The House of Lords Communications and Digital Select Committee has released its highly anticipated "AI, Copyright and the Creative Industries" Report, examining the UK's existing copyright framework and its applicability to generative AI systems. The Report also examines potential approaches to improve the transparency of the use of training data by AI developers, how rights-holders could express preferences about how their content is used (or not) by AI systems, and examines the emerging market for licensing content for generative AI use.
The report includes recommendations for the UK government on the policy it should adopt on the use of copyright protected content by AI developers. It was released to pre-empt next week's statutory reporting deadline under the Data (Use and Access) Act, which requires the UK government to publish an economic impact of the policy options it had set out under its Copyright and AI consultation paper alongside a report on the use of copyright works in the development of AI systems.
The House of Lords report
The House of Lords Report frames the UK as facing a stark choice between two potential futures concerning AI and the UK creative sector. Under the first scenario, the House of Lords envisages a future in which the UK becomes an international lead on licensing-based AI development, with domestic AI development efforts directed towards developing licensed sovereign AI models. This approach, underpinned by a "gold-standard" copyright framework, is expected to strengthen the UK creative sector, an "economic powerhouse" industry whose £124 billion contribution to the UK economy in 2023 is expected to continue to grow.
The second scenario, in which the UK continues to "drift towards tacit acceptance of large-scale, unlicensed use of creative content and long-term dependence on opaque models trained overseas" is presented as a "poor bet", which would sacrifice the UK's creative capacity for speculative AI gains which they expect will largely accrue to a few US-based AI developers.
The report makes the case that current copyright law is not outdated or in need of reform, but that enforcement by rights-holders is challenging due to widespread unlicensed use of copyright protected works and limited transparency from AI developers about how their AI models have been trained. The Committee therefore asks the Government to strengthen the existing framework in relation to AI, and to crystallise its approach to AI and copyright within the next 12 months.
Key proposals
The report asks the Government to:
- Rule out the introduction of a new TDM exception with an opt-out reservation of rights mechanism, following the example set recently by the Australian government.
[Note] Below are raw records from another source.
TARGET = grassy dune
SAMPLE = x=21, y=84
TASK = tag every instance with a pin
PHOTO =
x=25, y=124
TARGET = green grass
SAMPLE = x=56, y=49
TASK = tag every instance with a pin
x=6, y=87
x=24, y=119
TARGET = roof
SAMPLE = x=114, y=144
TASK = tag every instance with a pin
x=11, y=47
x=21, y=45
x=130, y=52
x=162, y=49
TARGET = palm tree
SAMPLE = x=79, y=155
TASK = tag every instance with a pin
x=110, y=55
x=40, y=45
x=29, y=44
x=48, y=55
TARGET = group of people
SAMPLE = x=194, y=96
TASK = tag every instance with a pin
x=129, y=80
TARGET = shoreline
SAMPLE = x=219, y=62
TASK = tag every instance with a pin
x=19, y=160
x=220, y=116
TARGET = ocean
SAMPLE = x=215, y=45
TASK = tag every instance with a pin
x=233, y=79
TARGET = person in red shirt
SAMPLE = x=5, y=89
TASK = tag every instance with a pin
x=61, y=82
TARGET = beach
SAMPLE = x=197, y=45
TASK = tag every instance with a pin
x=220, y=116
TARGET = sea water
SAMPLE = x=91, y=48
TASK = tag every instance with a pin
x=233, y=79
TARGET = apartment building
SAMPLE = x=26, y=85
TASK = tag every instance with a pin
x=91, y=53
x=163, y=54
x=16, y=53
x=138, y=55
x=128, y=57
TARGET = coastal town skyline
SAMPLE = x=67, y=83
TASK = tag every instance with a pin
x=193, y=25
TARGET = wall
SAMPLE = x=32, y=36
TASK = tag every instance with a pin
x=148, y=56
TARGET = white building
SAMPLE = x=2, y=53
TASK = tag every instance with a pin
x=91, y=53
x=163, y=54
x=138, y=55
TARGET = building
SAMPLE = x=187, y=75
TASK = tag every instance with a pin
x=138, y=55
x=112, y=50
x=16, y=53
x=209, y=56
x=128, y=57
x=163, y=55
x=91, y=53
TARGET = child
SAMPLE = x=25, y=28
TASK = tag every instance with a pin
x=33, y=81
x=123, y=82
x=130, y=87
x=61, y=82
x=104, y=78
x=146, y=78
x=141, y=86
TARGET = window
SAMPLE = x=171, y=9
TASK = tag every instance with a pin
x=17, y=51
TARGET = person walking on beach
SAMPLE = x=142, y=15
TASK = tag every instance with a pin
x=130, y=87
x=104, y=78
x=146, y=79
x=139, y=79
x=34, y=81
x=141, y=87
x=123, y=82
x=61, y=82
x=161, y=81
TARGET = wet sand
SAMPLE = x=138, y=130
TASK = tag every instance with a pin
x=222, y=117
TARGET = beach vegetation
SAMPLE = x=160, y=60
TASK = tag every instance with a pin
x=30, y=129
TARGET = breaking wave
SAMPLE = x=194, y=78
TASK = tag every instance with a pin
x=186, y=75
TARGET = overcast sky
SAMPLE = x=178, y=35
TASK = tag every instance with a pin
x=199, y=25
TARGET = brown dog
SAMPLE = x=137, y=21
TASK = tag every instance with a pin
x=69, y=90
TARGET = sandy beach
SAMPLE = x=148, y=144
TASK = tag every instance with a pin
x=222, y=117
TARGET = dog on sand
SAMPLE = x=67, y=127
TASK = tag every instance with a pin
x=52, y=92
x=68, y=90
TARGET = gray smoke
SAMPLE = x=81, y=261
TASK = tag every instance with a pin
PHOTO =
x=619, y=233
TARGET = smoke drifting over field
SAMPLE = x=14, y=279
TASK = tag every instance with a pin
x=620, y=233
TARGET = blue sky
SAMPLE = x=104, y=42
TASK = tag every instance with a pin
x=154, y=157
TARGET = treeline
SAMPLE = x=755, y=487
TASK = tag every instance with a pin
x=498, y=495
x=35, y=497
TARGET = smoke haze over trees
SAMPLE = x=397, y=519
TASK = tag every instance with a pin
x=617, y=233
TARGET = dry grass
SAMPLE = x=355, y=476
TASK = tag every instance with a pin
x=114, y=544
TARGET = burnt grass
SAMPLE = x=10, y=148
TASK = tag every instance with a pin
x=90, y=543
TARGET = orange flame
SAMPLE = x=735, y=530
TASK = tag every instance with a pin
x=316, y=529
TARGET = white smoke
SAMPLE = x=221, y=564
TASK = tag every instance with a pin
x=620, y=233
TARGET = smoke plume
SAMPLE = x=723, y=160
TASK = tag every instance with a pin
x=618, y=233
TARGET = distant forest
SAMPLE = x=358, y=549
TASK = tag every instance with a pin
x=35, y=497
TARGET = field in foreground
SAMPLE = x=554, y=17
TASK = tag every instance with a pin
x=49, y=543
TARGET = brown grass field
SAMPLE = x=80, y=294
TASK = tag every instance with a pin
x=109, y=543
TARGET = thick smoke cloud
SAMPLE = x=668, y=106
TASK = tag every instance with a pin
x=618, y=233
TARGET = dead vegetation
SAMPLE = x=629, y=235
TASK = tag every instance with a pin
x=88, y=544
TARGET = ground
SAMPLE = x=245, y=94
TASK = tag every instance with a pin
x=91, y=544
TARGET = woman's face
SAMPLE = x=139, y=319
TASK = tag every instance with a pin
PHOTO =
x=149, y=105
- Develop protections for creators against digital replicas, such as "in the style of" generated content. UK law does not currently have an explicit personality or 'style' right, leaving creators unable to license or protect against breach of their digital personality.
- Introduce statutory provisions requiring AI developers to be transparent about their training data, and enable commercial AI developers to make confidential disclosures to an appropriate regulator.
- Develop a sovereign UK ecosystem of domestically governed AI models, with a focus on developing models which deliver enhanced transparency and respect for copyright. The Report mentions Switzerland's Apertus LLM and the Allen Institute's OLMo project as relevant examples of competitive AI systems whose training data are open to external scrutiny.
- Champion the creation and adoption of a regime of international standards for licensing content for AI use, and labelling of AI-generated content such as deepfakes. The report suggests the Government should consider legislating on this topic, and should outline how it intends to work with Ofcom and platforms. Here, the Report proposes that solutions should be strategic rather than technically prescriptive, to avoid the risk of becoming outdated.
- Reconsider the Creative Content Exchange (CCE) as a complete solution, and make sure that any approach to the question of AI and copyright creates optimal legal, as well infrastructure, conditions for success.
What comes next?
Both AI developers and the creative industries are eagerly awaiting next week's Government report on the use of copyright works in the development of AI systems and the economic impact assessment on its copyright reform proposals. However, the Financial Times suggested that the Government is going to further delay decisions on how to resolve the current tension between AI developers and copyright owners, and that any new legislative intervention will be postponed to next year. The further period of delay is likely to anger the UK creative industries, who have expressed concern that the Government's prevarication on this issue is chilling the market for licensing UK content for AI development.